Friday, 25 September 2020


25 September 1983: 38 IRA prisoners escaped from Long Kesh aka H.M. Prison the Maze on this day. In a meticulously planned operation a selected number of men seized their wing from the Prison Officers [‘screws’] set to watch over them and made a dash for Freedom.

For months before the prisoners had done everything to put the screws at ease - they even volunteered for prison work and engaged their captors in social conversation. Small arms were smuggled into the wing and hidden away. Only a certain number of men were in on the act and were sworn to secrecy. That bond held and nothing leaked - the prison officers were caught completely off guard.

At 2:15pm that day, three prisoners, carrying concealed pistols fitted with silencers and which had been smuggled into the prison, moved into the central administration area of H-Block 7 on the pretext of cleaning out a store. They were joined by others and secured the area. The prison officers were made to strip and their captors donned their uniforms.

The escapees had studied the routine of the prison for months and knew the timetable for the delivery of food to their Block. A food lorry did a daily run to Long Kesh every day at roughly the same time. When it arrived it was hijacked. At this point a prison officer was stabbed to death.

‘The food lorry was then driven through a series of security gates in full view of prison guards and British Army watchtowers...The lorry arrived at a first ‘tally hut’, where the plan was to take control, arrest all the Screws, leave prisoners in charge and drive the lorry on to the front gate ‘tally hut’ and then out of the prison to freedom. However, there was a larger number of Screws than anticipated at the first hut, where others were coming on and off duty; the escapers could not control them all and the alarm was raised.’
Mícheál Mac Donncha An Phoblacht 25 September 2017

At this stage the prisoners decided to just run for it out through the front gate and across the fields...Amazingly despite the uproar within the prison as the Alarm was raised 19 of them got clean away.

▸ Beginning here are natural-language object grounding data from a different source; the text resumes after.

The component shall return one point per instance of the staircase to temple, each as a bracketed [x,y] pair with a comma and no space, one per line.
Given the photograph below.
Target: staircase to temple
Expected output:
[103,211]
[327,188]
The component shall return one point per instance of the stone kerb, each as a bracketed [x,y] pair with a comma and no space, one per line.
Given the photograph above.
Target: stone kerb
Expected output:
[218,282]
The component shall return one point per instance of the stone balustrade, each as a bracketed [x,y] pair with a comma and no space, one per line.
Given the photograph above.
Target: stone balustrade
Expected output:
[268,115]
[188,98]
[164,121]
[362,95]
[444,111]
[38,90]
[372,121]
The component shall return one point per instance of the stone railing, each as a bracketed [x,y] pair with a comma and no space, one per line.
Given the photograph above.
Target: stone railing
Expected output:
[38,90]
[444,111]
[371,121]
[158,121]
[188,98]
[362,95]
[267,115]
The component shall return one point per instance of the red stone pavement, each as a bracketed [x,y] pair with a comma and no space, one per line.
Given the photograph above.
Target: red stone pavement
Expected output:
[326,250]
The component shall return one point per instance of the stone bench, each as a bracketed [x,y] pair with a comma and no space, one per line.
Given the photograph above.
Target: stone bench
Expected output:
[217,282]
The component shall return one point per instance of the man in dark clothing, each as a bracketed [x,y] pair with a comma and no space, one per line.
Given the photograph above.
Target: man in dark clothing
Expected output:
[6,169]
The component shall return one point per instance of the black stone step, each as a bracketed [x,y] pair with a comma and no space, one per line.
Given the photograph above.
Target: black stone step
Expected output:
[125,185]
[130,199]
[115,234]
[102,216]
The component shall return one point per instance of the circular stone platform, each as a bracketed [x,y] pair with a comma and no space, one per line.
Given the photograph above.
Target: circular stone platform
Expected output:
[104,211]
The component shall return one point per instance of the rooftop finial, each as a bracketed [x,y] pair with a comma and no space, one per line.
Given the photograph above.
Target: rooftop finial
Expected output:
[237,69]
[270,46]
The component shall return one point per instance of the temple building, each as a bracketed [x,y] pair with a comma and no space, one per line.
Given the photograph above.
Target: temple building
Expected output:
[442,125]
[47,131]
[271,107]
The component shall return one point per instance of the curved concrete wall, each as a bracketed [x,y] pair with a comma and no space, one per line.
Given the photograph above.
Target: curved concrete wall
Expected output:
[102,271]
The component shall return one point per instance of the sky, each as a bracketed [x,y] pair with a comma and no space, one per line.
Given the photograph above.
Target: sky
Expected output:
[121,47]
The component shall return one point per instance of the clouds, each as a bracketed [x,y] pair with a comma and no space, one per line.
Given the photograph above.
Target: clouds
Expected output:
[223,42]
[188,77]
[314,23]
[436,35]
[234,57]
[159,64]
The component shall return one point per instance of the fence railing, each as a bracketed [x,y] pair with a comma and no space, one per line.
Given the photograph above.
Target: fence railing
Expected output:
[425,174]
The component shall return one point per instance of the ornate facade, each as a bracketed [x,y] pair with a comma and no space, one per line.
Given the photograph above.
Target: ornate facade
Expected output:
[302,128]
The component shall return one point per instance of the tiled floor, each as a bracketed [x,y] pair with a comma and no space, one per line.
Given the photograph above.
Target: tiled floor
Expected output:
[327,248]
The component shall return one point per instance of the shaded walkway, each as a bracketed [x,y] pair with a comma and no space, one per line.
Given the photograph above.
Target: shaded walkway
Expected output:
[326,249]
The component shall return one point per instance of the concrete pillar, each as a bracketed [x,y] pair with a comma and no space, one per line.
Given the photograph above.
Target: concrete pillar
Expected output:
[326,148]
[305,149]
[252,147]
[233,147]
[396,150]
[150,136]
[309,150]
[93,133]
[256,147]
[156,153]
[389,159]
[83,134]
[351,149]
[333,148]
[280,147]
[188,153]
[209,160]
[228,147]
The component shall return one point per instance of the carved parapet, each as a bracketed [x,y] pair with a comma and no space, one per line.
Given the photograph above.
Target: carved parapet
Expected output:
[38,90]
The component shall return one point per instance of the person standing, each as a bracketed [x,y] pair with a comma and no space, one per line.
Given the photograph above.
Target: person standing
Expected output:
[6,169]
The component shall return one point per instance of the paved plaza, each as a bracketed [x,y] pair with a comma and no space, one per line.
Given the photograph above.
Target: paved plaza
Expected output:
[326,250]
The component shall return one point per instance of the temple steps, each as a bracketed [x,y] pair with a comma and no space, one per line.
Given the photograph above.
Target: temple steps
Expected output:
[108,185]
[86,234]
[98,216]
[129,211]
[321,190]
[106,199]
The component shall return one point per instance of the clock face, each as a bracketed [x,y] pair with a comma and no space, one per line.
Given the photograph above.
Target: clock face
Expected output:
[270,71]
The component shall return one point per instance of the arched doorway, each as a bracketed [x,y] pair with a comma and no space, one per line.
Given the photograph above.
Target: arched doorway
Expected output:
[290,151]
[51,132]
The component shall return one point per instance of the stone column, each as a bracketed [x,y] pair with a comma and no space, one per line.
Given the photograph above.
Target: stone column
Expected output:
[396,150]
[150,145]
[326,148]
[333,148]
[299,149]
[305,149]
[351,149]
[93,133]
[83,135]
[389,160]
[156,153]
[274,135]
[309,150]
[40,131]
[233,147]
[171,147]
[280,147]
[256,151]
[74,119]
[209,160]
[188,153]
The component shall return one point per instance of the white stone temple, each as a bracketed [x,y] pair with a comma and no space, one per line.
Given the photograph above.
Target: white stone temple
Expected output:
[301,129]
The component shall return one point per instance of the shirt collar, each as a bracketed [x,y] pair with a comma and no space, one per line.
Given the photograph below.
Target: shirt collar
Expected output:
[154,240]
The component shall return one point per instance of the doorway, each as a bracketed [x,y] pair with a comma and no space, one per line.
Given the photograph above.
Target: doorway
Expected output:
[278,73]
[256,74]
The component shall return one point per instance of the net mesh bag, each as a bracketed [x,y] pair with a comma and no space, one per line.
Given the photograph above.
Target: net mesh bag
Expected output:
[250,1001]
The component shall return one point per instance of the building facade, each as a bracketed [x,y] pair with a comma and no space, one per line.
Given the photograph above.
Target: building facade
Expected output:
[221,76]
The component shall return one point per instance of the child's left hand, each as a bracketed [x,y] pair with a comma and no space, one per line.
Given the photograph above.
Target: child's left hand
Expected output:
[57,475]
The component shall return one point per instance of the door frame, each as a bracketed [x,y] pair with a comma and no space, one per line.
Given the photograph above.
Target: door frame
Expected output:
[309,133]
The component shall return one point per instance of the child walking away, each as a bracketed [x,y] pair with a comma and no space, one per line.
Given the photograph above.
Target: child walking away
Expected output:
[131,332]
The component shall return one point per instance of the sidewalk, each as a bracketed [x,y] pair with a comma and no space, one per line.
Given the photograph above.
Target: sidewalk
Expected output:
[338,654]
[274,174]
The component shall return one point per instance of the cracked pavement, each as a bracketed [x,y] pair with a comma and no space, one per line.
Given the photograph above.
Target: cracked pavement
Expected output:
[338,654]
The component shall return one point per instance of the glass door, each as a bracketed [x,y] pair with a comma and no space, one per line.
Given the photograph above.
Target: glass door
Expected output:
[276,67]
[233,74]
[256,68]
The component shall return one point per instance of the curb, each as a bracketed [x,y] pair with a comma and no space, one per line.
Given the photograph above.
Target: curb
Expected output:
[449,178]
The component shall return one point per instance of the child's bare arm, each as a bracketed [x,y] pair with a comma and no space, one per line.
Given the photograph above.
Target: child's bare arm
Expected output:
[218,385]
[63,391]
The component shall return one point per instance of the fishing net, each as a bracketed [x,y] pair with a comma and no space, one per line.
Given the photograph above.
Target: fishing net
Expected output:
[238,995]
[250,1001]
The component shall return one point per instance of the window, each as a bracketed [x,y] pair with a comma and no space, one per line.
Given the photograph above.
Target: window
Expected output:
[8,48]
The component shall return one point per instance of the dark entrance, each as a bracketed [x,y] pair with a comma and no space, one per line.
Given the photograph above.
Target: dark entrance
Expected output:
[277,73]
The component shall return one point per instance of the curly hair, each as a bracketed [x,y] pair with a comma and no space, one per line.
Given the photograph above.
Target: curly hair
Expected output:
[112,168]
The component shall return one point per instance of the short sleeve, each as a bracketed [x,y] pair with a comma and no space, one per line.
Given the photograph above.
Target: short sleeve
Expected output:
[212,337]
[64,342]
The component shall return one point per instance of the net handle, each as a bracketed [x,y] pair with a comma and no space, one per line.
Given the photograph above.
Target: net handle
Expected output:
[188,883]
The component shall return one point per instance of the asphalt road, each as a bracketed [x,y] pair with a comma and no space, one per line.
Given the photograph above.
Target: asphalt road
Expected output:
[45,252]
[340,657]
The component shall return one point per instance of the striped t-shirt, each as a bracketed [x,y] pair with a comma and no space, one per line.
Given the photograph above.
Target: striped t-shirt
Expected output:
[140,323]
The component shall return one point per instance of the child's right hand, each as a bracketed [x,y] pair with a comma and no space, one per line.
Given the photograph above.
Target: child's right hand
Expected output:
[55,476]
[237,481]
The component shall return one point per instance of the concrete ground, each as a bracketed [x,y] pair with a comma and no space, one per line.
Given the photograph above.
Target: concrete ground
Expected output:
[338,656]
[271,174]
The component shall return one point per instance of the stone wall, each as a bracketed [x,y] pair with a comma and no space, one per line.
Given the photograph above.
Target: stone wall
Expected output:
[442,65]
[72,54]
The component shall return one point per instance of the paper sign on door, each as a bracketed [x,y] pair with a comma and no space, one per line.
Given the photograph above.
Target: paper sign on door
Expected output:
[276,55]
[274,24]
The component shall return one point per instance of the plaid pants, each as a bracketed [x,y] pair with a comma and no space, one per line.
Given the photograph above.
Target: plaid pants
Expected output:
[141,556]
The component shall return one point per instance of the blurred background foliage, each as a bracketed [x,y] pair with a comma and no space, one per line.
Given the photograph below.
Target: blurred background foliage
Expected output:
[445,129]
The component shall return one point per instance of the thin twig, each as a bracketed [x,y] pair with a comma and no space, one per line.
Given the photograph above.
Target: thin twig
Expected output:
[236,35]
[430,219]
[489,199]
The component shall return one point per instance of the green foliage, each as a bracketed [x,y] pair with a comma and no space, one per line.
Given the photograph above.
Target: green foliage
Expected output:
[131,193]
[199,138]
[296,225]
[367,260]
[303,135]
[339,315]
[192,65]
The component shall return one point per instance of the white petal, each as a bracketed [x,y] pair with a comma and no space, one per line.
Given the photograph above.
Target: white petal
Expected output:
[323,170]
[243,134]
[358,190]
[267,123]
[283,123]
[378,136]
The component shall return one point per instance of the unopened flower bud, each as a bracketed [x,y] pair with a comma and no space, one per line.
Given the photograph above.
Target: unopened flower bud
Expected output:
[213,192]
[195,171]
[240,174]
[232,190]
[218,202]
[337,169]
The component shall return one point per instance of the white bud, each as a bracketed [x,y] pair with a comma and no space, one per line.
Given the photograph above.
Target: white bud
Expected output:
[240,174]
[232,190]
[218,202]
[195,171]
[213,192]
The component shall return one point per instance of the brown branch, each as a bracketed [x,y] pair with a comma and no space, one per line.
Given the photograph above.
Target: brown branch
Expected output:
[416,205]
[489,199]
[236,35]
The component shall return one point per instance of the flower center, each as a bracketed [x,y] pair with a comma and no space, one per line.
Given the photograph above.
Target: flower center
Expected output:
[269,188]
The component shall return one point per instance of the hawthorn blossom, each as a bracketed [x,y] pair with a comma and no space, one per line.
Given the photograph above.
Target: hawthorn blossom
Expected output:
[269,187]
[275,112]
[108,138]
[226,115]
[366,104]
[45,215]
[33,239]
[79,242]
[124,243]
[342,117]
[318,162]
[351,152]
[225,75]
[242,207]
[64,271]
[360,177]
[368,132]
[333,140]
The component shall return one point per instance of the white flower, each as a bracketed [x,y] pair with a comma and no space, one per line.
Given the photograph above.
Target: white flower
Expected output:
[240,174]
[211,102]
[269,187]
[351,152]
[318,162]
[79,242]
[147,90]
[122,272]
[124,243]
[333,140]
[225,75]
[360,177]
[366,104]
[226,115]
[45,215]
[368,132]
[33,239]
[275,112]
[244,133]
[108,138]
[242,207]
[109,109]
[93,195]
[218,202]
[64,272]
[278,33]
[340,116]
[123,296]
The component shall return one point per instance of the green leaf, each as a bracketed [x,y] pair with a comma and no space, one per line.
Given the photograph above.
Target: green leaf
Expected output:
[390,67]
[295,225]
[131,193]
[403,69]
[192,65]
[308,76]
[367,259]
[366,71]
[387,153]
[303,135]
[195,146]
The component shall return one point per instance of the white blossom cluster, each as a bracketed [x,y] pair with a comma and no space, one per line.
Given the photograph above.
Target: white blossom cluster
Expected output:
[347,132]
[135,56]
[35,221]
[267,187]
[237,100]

The prison break was a huge propaganda victory for the IRA as the place was supposed to be the most heavily guarded prison in western Europe. A number of the 19 escapers later died on active service with the IRA while others were extradited back to prison in the Six Counties.

In an interview in An Phoblacht/Republican News at the time, the IRA described the escape:

“We perceived the escape as a military operation from beginning to end. It could not have been achieved in any other way, and the Active Service Unit – as Volunteers of the Irish Republican Army – were under strict orders throughout from an operations officer whose judgement was crucial and whose every order had to be obeyed.”